Durante los días de invierno, cuando mi tierra renace y la de otros marchita, me queda la sensación atravesada en el pecho de que la naturaleza simplemente no habita a colores en mi propio tiempo. Como si no tuviese otra opción, se me da por andar entre las calles de una ciudad infestada de puros turistas, con el tonto anhelo de que al menos uno de ellos vea algo distinto en mi tristeza de siempre. En estos ojos caídos que pasan del suelo cuando les toca mirar de frente. Los mismos que, a propósito, ignoran el agujero que tienen los otros en medio del cuerpo, porque pienso, con un poco de vergüenza, que el mío es más grande y, por lo tanto, merece ser visto mucho más. Si soy sincera, no sé cuándo fue que empecé a creer que mi pena es más valiosa que la de mis vecinos o la de mis amigos.
Pero finjamos que lo es.
Digamos, por un segundo, que el corazón que llevo a las espaldas derrama una sangre mucho más espesa. Y digamos, también, que a pesar de los minutos y las semanas, se me ha quedado roto desde la última vez que lo partieron. Que de tanto reposo ha olvidado cómo es que se palpita y que no encuentra un sabor distinto a la falta de deseo en los labios de los últimos hombres a los que nos ha tocado besar. Finjamos acá que fue algo que tuvimos que hacer y no una violencia que surgió desde nuestro vientre para acallarse en las sábanas de algún desconocido a medianoche. Noches en las que suavemente encajo en otras piernas y otros brazos para olvidar por un momento la melancolía que me habita. Horas en las que espero que me rompan en mil pedazos para sentir, con justa razón, que el dolor que me viene de la nada no es tan repentino y que, más bien, sí que tiene motivos.

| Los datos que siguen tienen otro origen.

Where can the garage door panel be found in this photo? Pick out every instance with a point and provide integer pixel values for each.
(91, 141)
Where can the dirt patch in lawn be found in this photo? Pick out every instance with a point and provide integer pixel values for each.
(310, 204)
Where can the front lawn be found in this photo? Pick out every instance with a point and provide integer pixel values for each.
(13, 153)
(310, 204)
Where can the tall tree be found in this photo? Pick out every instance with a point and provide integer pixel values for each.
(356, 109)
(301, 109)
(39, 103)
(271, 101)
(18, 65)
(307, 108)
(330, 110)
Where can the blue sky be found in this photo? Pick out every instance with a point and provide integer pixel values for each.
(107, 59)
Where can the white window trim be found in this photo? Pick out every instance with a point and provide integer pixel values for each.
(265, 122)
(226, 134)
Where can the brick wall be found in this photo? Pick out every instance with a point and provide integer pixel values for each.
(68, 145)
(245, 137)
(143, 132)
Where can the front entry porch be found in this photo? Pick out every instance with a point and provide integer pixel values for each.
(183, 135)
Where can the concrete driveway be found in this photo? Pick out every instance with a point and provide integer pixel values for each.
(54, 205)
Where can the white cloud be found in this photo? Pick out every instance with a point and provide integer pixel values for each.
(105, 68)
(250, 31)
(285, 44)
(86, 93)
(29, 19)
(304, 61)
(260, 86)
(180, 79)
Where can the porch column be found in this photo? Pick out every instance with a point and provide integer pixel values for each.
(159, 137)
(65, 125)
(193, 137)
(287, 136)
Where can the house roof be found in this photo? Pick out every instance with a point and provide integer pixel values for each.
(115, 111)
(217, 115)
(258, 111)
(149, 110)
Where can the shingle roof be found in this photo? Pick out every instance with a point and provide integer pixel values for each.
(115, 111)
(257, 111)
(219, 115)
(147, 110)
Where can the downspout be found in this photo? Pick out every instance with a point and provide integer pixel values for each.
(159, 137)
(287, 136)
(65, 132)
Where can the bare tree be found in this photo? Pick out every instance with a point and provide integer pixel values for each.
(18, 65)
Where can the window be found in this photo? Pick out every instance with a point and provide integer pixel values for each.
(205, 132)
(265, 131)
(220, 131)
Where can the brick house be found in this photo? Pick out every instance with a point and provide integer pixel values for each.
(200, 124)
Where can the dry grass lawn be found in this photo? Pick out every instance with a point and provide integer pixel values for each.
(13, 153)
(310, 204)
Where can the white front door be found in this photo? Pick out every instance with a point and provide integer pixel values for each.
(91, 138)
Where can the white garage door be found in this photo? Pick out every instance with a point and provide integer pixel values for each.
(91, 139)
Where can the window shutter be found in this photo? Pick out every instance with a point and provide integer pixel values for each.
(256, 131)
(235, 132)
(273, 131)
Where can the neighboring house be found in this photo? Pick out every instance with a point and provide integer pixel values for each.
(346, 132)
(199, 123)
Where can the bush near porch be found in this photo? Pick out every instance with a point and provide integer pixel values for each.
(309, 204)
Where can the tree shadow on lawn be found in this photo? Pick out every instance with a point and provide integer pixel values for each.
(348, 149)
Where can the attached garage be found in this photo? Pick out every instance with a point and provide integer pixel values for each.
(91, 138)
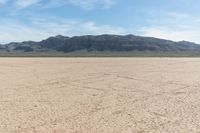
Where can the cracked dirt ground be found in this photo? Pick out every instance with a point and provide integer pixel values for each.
(99, 95)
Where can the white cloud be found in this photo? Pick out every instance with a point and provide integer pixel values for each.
(25, 3)
(12, 30)
(173, 26)
(90, 4)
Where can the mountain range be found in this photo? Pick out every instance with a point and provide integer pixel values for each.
(102, 44)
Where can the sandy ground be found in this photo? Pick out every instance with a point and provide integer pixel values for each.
(99, 95)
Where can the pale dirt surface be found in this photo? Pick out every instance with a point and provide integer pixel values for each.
(99, 95)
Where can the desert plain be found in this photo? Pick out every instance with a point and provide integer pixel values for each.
(99, 95)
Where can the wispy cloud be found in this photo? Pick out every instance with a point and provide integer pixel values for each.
(83, 4)
(173, 26)
(90, 4)
(40, 29)
(25, 3)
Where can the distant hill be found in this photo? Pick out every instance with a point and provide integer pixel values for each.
(104, 44)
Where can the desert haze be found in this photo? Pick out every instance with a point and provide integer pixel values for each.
(99, 95)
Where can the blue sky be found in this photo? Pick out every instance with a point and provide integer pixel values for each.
(22, 20)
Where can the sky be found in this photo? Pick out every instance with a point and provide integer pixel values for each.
(23, 20)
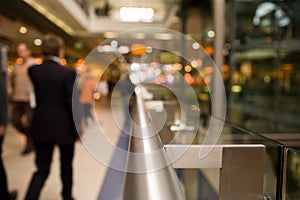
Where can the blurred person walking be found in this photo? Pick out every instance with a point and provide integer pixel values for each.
(21, 89)
(4, 194)
(52, 122)
(88, 88)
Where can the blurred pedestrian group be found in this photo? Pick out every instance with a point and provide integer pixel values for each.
(42, 97)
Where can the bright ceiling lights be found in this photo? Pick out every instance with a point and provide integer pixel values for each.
(134, 14)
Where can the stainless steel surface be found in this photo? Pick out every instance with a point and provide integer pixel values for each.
(241, 167)
(149, 176)
(242, 172)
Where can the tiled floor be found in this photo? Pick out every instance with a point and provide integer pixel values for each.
(88, 171)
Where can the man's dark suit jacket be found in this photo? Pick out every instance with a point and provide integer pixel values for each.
(52, 119)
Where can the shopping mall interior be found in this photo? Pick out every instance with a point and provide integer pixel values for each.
(217, 77)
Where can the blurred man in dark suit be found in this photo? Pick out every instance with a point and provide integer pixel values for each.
(4, 194)
(52, 122)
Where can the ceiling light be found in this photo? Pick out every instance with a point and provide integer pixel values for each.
(133, 14)
(23, 30)
(37, 42)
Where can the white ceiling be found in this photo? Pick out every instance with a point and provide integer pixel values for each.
(78, 18)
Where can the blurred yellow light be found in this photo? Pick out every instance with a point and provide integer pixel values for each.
(38, 61)
(194, 63)
(209, 70)
(23, 30)
(209, 50)
(63, 62)
(188, 68)
(19, 60)
(188, 78)
(80, 61)
(177, 66)
(236, 88)
(225, 68)
(97, 96)
(138, 49)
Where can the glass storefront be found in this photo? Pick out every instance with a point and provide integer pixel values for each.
(264, 59)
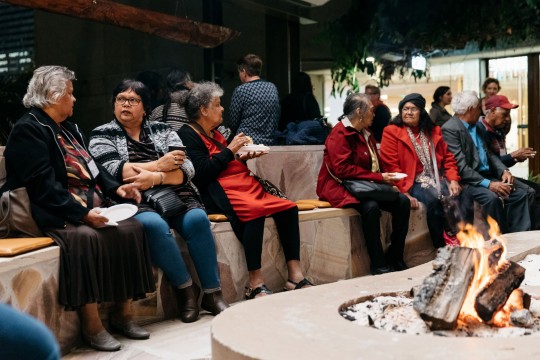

Mientras los demás llueven sobre las calles que me toca pisar, solo pienso en lo que me estruja el pecho. Camino, avanzo, llego así al bar más cercano a sentarme sola en la barra para pedirme una copa de vino tinto. O de algo que me saque de mi propia sensibilidad, esa que me vuelve tan indiferente y arrogante.
Quiero sentir que cuando anuncien mi muerte, haya alguien, además de mi madre, que se preocupe por si mi alma encontrará lugar en algún cielo o si, en cambio, tendrá que seguir deambulando por las calles de Lima como deambulé alguna vez, cuando un viejo amor rompió nuestros lazos en la cuadra dos de Larco. Quiero sentirme a gusto en los días de verano, ser esa chica que va a la playa con sus amigas, usando un bikini rayado y que no se siente como un cascarón vacío al momento de salir a bailar. Deseo tanto que lleguen los días de calor, únicamente porque es entonces cuando quiero empezar relaciones para terminarlas en una de esas peleas que te hacen querer gritar en medio de la calle y aventar portazos en casa ajena.
Quiero que el corazón me palpite una vez más.
Pero no lo hace.
Se ha acostumbrado a que lo lleve de la mano y ahora, que necesito una corazonada para avanzar, me pide que nos quedemos quietos un segundo. Que dejemos pasar el tren de las cuatro y el de las cuatro y veinte, y que incluso nos quedemos hasta que cada funcionario esté de vuelta en casa. Si le digo que si no fuese por él estaría saltando a los rieles sin pensarlo dos veces, de seguro me diría que lo lleve conmigo. Pero de necia, creo que todavía merece la agitación de los primeros besos y una canción en cualquier otro instrumento que no sea un piano o una guitarra.
Me rehúso a que el corazón se me muera antes que lo demás. Pero en tardes como estas, en las que el frío me encoje tres centímetros y la valentía se me hace un poquito grande, le pediré que envíe un poco de su sangre a mis dedos para hacerme escribir un texto que no me provoque borrarlo al segundo, porque últimamente siento que no escribo nada y que, si lo hago, es tan terrible que llega a ser mejor el vacío.
No sé quién voy a ser el día en que el amor se me agote o en el que la decepción de las relaciones modernas me agobie por completo. Lo que sí sé es que, así como en la ciudad por la que camino, también soy una turista de cuerpo hueco. Y aunque me miro en cada espejo por el que paso, no soy capaz de levantar la mirada y preguntarme por qué tengo la cara triste si a mi lado está ese chico guapo y alto que me hace reír cada dos segundos. Y no sé cómo decirle que soy yo la que está destrozada y que debería escapar antes de que le arrebate el entusiasmo, porque ni siquiera debería perder tiempo intentándolo. Ya me lo dijo alguien antes.
Pero tengo un corazón que aún late.
Y mientras lo haga, así yo esté muerta, arrastrará sus pies pesados a lo largo de mi cuadra y llorará, con toda la sangre que le queda, sobre los lamentos con los que otros manchan mi propio cuento.